Despite the fact that they have not thoroughly proved their case, the evidence they present deserves to be examined.
Something needs to be said about negative evidence. Modern science regards a hypothesis as scientific (i.e. in the true spirit of science) if it produces testable predictions. If the tests produce a positive result then that does not prove the hypothesis is correct, although it might be; it only shows that it has not been found to be incorrect. If the tests produce a negative result, that does not mean the hypothesis was false, although it might be. Falsification only means that the hypothesis has been contradicted in given conditions. Nevertheless evidence inconsistent with the hypothesis is usually taken as a falsification. Here we have two and only two, rival hypotheses H[g] and H. Each makes a prediction, the hypotheses are testable (and so scientific). In fact they are testable by the same experiment namely a search for ghosts.
Short of such a conclusive test, there is bound to be what is considered to be incidental positive and negative evidence, but the negative evidence tends to be overlooked.
Thousands of people each year hunt for ghosts and do not see ghosts; hundreds take photographs which do not show ghosts.
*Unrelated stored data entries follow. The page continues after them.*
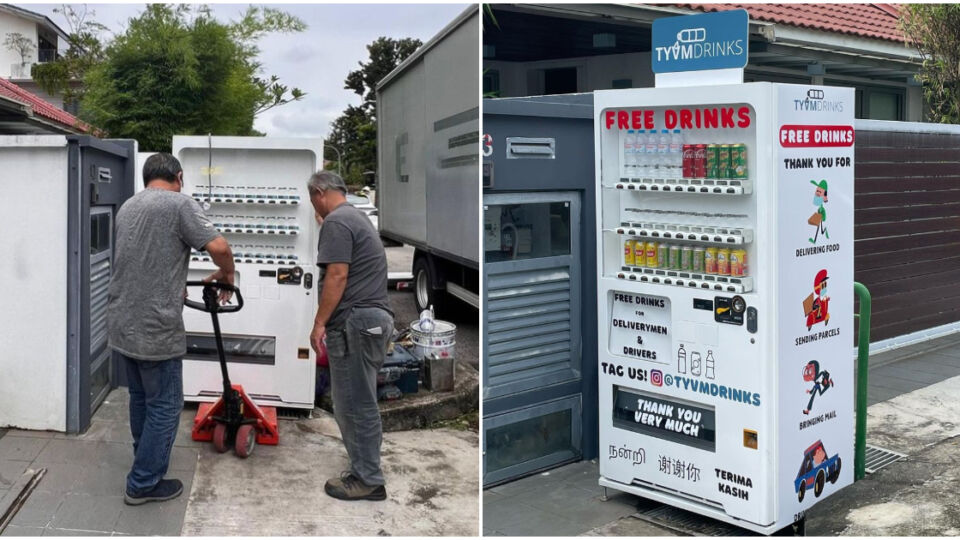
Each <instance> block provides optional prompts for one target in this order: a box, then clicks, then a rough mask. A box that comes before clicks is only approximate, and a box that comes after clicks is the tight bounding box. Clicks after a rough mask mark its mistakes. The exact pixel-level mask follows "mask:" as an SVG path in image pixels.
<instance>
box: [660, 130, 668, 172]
mask: <svg viewBox="0 0 960 540" xmlns="http://www.w3.org/2000/svg"><path fill="white" fill-rule="evenodd" d="M669 171H670V132H669V131H668V130H666V129H661V130H660V137H659V138H658V139H657V178H670V173H669Z"/></svg>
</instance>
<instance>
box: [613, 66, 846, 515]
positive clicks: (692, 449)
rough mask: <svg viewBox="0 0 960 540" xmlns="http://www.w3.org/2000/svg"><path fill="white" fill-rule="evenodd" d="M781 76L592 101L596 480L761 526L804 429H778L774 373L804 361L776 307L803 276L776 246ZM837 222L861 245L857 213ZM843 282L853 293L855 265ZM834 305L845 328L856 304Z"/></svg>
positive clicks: (784, 396)
mask: <svg viewBox="0 0 960 540" xmlns="http://www.w3.org/2000/svg"><path fill="white" fill-rule="evenodd" d="M778 86H780V85H773V84H770V83H753V84H742V85H724V86H714V87H698V88H670V89H669V90H665V89H636V90H619V91H602V92H597V93H596V100H595V123H596V125H595V129H596V143H597V145H596V155H597V156H598V161H597V179H598V180H597V191H598V234H599V235H600V236H601V238H600V239H599V241H598V254H597V256H598V261H597V264H598V275H600V278H599V287H598V302H599V304H598V314H599V317H598V319H599V321H598V324H599V327H598V331H599V336H600V344H599V350H598V362H599V366H598V370H599V373H600V375H599V385H600V387H599V399H600V442H601V447H600V449H601V461H600V475H601V484H602V485H604V486H608V487H614V488H616V489H621V490H624V491H630V492H634V493H637V494H640V495H643V496H645V497H649V498H653V499H656V500H661V501H663V502H667V503H669V504H673V505H675V506H680V507H683V508H686V509H688V510H692V511H696V512H699V513H702V514H705V515H709V516H711V517H715V518H717V519H722V520H725V521H728V522H731V523H736V524H738V525H741V526H744V527H748V528H752V529H754V530H758V531H761V532H770V531H772V530H775V529H774V527H776V526H778V525H780V524H781V523H782V522H783V520H784V519H785V517H784V516H786V515H787V514H788V513H789V514H790V516H789V517H790V518H793V517H794V514H796V510H797V509H796V508H795V507H794V506H795V505H789V504H783V503H781V502H780V501H782V498H783V496H784V493H785V491H786V488H785V487H783V486H784V480H783V479H782V478H781V476H783V475H784V474H785V473H783V474H781V475H780V476H778V471H779V472H780V473H782V472H783V467H782V464H781V463H779V462H778V456H779V454H780V453H781V452H782V448H783V444H782V441H781V440H780V433H781V431H783V430H786V429H788V428H794V429H795V427H794V426H795V425H796V423H795V422H793V419H792V417H791V424H789V425H787V424H781V422H783V419H782V418H781V416H780V410H781V404H780V401H781V400H782V399H787V397H786V396H781V391H780V390H781V387H782V385H783V384H784V383H783V382H782V381H781V378H782V375H781V373H782V370H783V369H788V370H790V372H791V373H790V375H791V376H793V375H795V372H796V371H797V370H794V369H792V367H790V368H787V367H784V366H781V363H782V361H783V359H784V358H786V357H787V355H785V354H784V352H785V351H786V349H787V346H788V344H787V343H786V341H785V339H784V336H783V335H782V332H779V331H778V315H779V316H780V317H781V318H782V316H783V315H782V314H781V313H782V312H784V311H786V308H785V307H784V306H782V305H781V304H782V301H781V300H780V298H781V296H783V295H784V294H785V293H784V288H785V287H788V286H787V285H785V284H787V283H794V282H795V281H799V279H800V277H799V275H797V273H796V271H795V270H796V269H795V268H794V267H795V266H796V265H795V264H794V263H793V262H792V261H791V260H789V259H788V258H787V257H786V256H784V255H783V254H782V253H781V251H782V249H783V248H782V247H781V242H782V240H781V236H782V234H784V233H783V231H784V230H787V229H789V230H791V231H793V232H797V230H798V229H797V227H794V225H793V224H786V223H781V217H780V216H781V215H782V214H784V213H785V212H786V211H787V209H792V208H794V207H795V206H798V205H799V197H800V195H799V194H798V193H794V187H793V186H791V188H790V190H789V191H787V190H784V189H783V188H782V187H781V185H780V184H781V178H780V173H779V169H778V165H777V161H776V160H777V159H781V157H780V155H779V154H778V146H777V140H778V139H777V137H778V136H779V135H778V126H777V125H776V124H777V122H778V121H779V120H778V111H779V110H780V109H782V108H784V107H786V106H787V100H786V98H783V99H780V100H779V101H777V96H778V93H777V92H778V90H777V88H778ZM802 88H803V89H804V91H805V90H806V89H807V88H808V87H802ZM829 123H830V122H825V124H829ZM851 124H852V121H851ZM851 178H852V177H851ZM818 181H819V180H818ZM810 187H811V188H813V187H815V186H810ZM817 189H819V188H817ZM811 193H812V192H811ZM841 196H842V195H841ZM804 198H807V197H806V196H804ZM831 201H832V199H831ZM847 202H848V203H849V202H850V201H847ZM844 204H846V203H844V202H841V203H840V204H838V205H837V207H840V206H842V205H844ZM799 211H800V212H803V211H806V208H803V210H799ZM801 221H803V220H801ZM836 223H837V225H836V226H837V227H838V233H836V234H839V235H841V236H843V235H844V234H846V231H845V230H844V231H839V229H840V228H849V229H850V231H849V232H850V233H851V244H850V245H851V246H852V222H851V224H850V226H849V227H847V224H844V223H842V222H841V220H838V221H837V222H836ZM831 225H833V223H831ZM778 233H779V235H778ZM830 234H831V237H833V235H834V234H835V233H834V232H833V229H832V228H831V230H830ZM804 240H805V241H806V237H805V238H804ZM791 246H792V245H791ZM790 249H793V248H792V247H791V248H790ZM791 253H792V252H791ZM840 277H841V278H843V279H845V280H846V281H845V282H844V285H841V287H845V286H846V283H849V284H850V285H849V287H848V288H852V266H851V273H850V274H849V275H841V276H840ZM837 288H840V287H837ZM800 300H801V301H802V300H803V298H800ZM802 303H803V302H801V304H802ZM808 303H809V302H808ZM798 305H799V304H798ZM794 307H796V306H794ZM832 309H833V306H831V313H833V311H832ZM837 309H838V311H837V312H836V313H841V311H840V310H841V309H842V310H843V312H842V313H843V314H842V315H839V318H840V319H842V323H841V322H840V321H839V320H838V321H837V322H836V323H835V324H836V325H837V326H847V327H849V324H850V322H851V321H852V303H851V304H850V305H846V304H843V303H842V302H841V306H840V307H839V308H837ZM778 310H780V311H778ZM796 311H799V307H797V309H796ZM804 322H805V321H801V324H803V323H804ZM804 330H806V328H804ZM789 346H790V347H793V345H792V344H790V345H789ZM827 346H828V347H833V348H834V349H836V350H840V349H842V350H843V351H844V354H846V355H849V347H848V346H847V347H840V346H839V341H837V342H836V343H833V342H831V343H829V344H827ZM831 350H833V349H831ZM850 365H852V364H848V365H847V366H846V367H849V366H850ZM822 378H823V376H822V375H821V376H820V379H822ZM795 386H797V385H796V383H795V382H794V383H793V384H792V387H795ZM822 386H823V384H822V385H821V387H822ZM843 392H844V391H840V392H833V395H831V398H837V399H842V398H843V396H844V393H843ZM846 395H848V396H849V397H850V400H849V401H850V402H851V403H852V393H850V392H847V394H846ZM790 399H793V398H792V396H791V397H790ZM791 405H792V402H791ZM797 413H798V414H799V413H800V412H799V411H797ZM849 439H850V441H851V445H852V429H851V431H850V437H849ZM807 446H809V445H807ZM807 446H804V448H806V447H807ZM836 446H840V445H839V443H836ZM802 450H803V449H801V453H802ZM817 455H818V456H820V454H817ZM791 469H796V467H791ZM791 472H792V473H793V476H794V477H795V476H796V470H793V471H791ZM827 472H829V471H827ZM841 474H842V473H841ZM830 478H832V479H833V480H835V481H836V480H842V476H840V475H835V476H831V477H830ZM815 482H816V480H815ZM792 485H793V482H792V481H791V482H790V486H791V490H792ZM792 500H793V501H796V494H793V495H792ZM805 504H812V503H810V501H809V500H808V501H807V503H805ZM788 507H789V511H787V510H786V509H787V508H788ZM789 523H790V521H787V522H786V524H789ZM781 526H783V525H781Z"/></svg>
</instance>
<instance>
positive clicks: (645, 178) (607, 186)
mask: <svg viewBox="0 0 960 540" xmlns="http://www.w3.org/2000/svg"><path fill="white" fill-rule="evenodd" d="M604 187H606V188H608V189H609V188H610V186H604ZM612 187H613V188H614V189H625V190H632V191H653V192H657V193H661V192H662V193H686V194H706V195H749V194H750V193H753V182H752V181H750V180H745V179H727V180H719V179H718V180H703V179H692V178H671V179H660V178H642V179H641V178H630V179H627V178H621V179H620V181H619V182H617V183H616V184H615V185H614V186H612Z"/></svg>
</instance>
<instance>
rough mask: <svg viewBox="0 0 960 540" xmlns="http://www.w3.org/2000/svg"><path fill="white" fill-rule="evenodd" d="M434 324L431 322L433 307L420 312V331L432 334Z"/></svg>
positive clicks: (431, 318)
mask: <svg viewBox="0 0 960 540" xmlns="http://www.w3.org/2000/svg"><path fill="white" fill-rule="evenodd" d="M436 326H437V325H436V323H435V322H434V321H433V306H430V307H429V308H427V309H425V310H423V311H421V312H420V331H421V332H426V333H428V334H429V333H430V332H433V329H434V328H436Z"/></svg>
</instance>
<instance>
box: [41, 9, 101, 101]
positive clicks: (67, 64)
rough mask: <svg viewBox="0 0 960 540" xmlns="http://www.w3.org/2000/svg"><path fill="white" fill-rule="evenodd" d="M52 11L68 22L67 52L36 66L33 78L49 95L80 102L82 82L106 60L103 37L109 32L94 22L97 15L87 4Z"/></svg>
mask: <svg viewBox="0 0 960 540" xmlns="http://www.w3.org/2000/svg"><path fill="white" fill-rule="evenodd" d="M53 12H54V13H58V14H60V15H62V16H63V18H64V21H65V22H66V27H67V35H68V37H69V39H68V40H67V42H68V47H67V51H66V52H65V53H64V54H63V55H59V56H58V57H57V58H56V60H54V61H52V62H46V63H43V64H36V65H34V66H33V70H32V77H33V80H34V81H36V83H37V84H38V85H39V86H40V87H41V88H43V90H44V91H45V92H47V93H48V94H51V95H60V96H63V101H64V103H78V102H79V101H80V100H81V99H82V98H83V90H84V86H83V85H82V84H80V82H81V81H83V79H84V77H85V76H86V74H87V72H88V71H90V69H91V68H92V67H93V66H95V65H97V64H98V63H100V62H102V61H103V52H104V51H103V34H104V33H106V32H109V29H108V28H107V27H106V26H104V25H102V24H100V23H99V22H97V21H96V20H95V19H94V17H96V12H95V11H94V10H91V9H87V6H86V5H85V4H84V5H71V4H63V5H61V6H60V7H58V8H54V10H53Z"/></svg>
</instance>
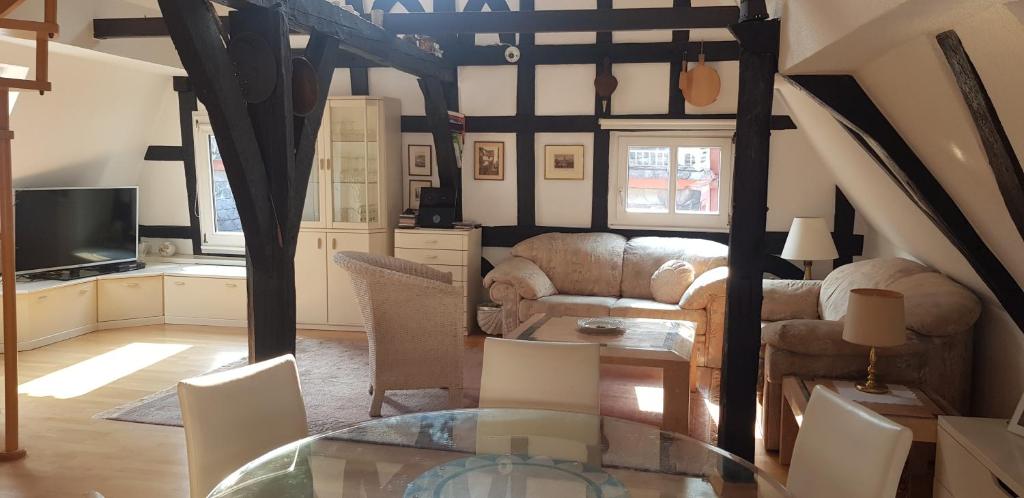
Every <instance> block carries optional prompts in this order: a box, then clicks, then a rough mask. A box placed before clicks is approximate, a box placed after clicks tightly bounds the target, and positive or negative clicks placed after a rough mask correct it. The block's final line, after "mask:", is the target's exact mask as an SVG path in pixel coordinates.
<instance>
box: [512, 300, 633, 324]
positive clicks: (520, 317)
mask: <svg viewBox="0 0 1024 498" xmlns="http://www.w3.org/2000/svg"><path fill="white" fill-rule="evenodd" d="M615 300H616V299H615V298H614V297H600V296H574V295H569V294H558V295H554V296H547V297H542V298H540V299H537V300H532V299H524V300H522V301H521V302H519V321H520V322H525V321H526V320H527V319H529V318H530V317H532V316H534V315H537V314H539V313H546V314H548V315H553V316H555V317H607V316H608V314H609V313H610V312H611V306H612V305H614V304H615Z"/></svg>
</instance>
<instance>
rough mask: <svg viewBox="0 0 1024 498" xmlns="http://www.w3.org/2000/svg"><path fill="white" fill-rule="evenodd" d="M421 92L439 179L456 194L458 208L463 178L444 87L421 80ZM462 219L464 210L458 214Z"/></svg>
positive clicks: (460, 204) (460, 197)
mask: <svg viewBox="0 0 1024 498" xmlns="http://www.w3.org/2000/svg"><path fill="white" fill-rule="evenodd" d="M419 83H420V90H422V91H423V99H424V103H425V106H426V112H427V126H428V127H429V128H430V133H431V134H432V135H433V137H434V151H436V153H437V179H438V181H440V185H441V186H442V188H444V189H451V190H452V191H453V192H455V193H456V199H457V201H456V202H457V207H459V206H461V205H462V202H461V201H460V200H459V199H460V198H461V197H462V192H461V191H462V176H461V175H460V173H461V171H460V170H459V163H458V158H457V157H456V152H455V143H453V142H452V131H451V130H450V129H449V121H447V110H449V107H447V103H446V101H447V100H446V98H445V97H444V86H443V85H442V84H441V82H440V81H438V80H436V79H433V78H427V79H421V80H420V81H419ZM456 215H457V217H458V218H459V219H462V210H461V209H459V210H458V212H457V213H456Z"/></svg>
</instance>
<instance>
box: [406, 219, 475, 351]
mask: <svg viewBox="0 0 1024 498" xmlns="http://www.w3.org/2000/svg"><path fill="white" fill-rule="evenodd" d="M480 240H481V231H480V229H474V230H457V229H455V230H442V229H398V230H396V231H394V255H395V257H400V258H402V259H408V260H410V261H415V262H418V263H422V264H428V265H430V266H432V267H434V268H436V269H439V271H441V272H446V273H450V274H452V283H453V284H455V285H457V286H461V287H462V288H463V297H464V300H463V308H462V312H461V313H460V315H461V317H462V319H463V320H462V332H463V334H469V333H470V332H472V331H474V330H477V325H476V305H477V304H478V303H479V302H480V296H481V295H482V293H483V279H481V278H480Z"/></svg>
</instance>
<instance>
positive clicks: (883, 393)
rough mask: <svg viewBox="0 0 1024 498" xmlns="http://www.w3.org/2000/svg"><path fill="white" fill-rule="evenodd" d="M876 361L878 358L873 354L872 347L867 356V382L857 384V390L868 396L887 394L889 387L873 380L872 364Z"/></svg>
mask: <svg viewBox="0 0 1024 498" xmlns="http://www.w3.org/2000/svg"><path fill="white" fill-rule="evenodd" d="M877 360H878V356H877V355H876V354H874V347H873V346H872V347H871V351H870V352H868V354H867V380H865V381H863V382H857V390H859V391H861V392H867V393H869V395H885V393H887V392H889V386H888V385H886V384H885V382H879V381H878V380H877V379H876V378H874V371H876V370H874V363H876V361H877Z"/></svg>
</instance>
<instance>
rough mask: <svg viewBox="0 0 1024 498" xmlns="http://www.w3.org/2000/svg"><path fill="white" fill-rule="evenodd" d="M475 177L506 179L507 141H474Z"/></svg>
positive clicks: (490, 178)
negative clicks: (505, 145) (505, 156)
mask: <svg viewBox="0 0 1024 498" xmlns="http://www.w3.org/2000/svg"><path fill="white" fill-rule="evenodd" d="M473 179H493V180H503V179H505V142H502V141H474V142H473Z"/></svg>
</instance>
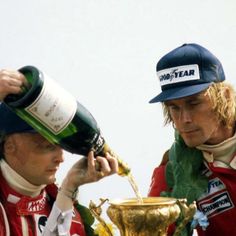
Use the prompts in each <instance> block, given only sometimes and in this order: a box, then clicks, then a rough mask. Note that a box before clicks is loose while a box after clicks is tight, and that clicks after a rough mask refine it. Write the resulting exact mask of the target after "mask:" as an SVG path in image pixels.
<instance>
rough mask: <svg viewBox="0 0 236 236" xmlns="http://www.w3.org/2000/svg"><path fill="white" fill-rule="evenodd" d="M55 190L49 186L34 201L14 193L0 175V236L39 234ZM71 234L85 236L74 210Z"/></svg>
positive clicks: (77, 217)
mask: <svg viewBox="0 0 236 236" xmlns="http://www.w3.org/2000/svg"><path fill="white" fill-rule="evenodd" d="M56 193H57V187H56V186H55V185H54V184H53V185H49V186H48V187H47V188H46V189H44V190H43V191H42V193H41V194H40V195H39V196H37V197H34V198H31V197H26V196H23V195H21V194H19V193H17V192H16V191H14V190H13V189H12V188H11V187H10V186H9V185H8V184H7V182H6V180H5V179H4V177H3V176H2V174H1V173H0V236H8V235H12V236H24V235H28V236H39V235H42V232H43V229H44V227H45V224H46V221H47V217H48V216H49V214H50V211H51V209H52V205H53V202H54V200H55V198H56ZM70 234H71V235H77V236H78V235H79V236H85V235H86V234H85V230H84V225H83V223H82V221H81V217H80V215H79V213H78V212H77V211H76V210H75V209H74V214H73V219H72V224H71V228H70Z"/></svg>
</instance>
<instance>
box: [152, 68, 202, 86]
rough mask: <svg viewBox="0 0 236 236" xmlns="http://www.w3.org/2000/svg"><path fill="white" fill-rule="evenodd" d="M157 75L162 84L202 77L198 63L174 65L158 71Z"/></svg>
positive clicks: (171, 83) (175, 82)
mask: <svg viewBox="0 0 236 236" xmlns="http://www.w3.org/2000/svg"><path fill="white" fill-rule="evenodd" d="M157 77H158V78H159V80H160V84H161V86H163V85H168V84H174V83H180V82H184V81H190V80H198V79H200V75H199V67H198V65H197V64H194V65H186V66H177V67H172V68H168V69H164V70H161V71H158V72H157Z"/></svg>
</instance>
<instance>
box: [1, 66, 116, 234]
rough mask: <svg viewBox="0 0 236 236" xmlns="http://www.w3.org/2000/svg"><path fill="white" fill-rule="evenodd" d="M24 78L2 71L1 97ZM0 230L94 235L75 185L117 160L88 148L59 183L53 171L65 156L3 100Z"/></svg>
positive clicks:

Here we can only deal with the negative evidence produced by the failure of purposeful searches, but when considering the positive evidence (much of which will turn out to be negative) researchers should remember its relationship to a mass of unrecorded negative evidence.
Strictly speaking evidence is not really evidence until it has passed a number of stringent tests. Thus in a court, while a witness may give his evidence, what he says may only be regarded as relevant evidence if it withstands cross examination.
Similarly in science, prima facie evidence must be regarded critically, and only if it withstands that examination can it be regarded as sound evidence. The evidence for ghosts stands as prima facie evidence until it has been examined, and it remains to be seen whether or not, after examination, there is any good evidence for the existence of ghosts.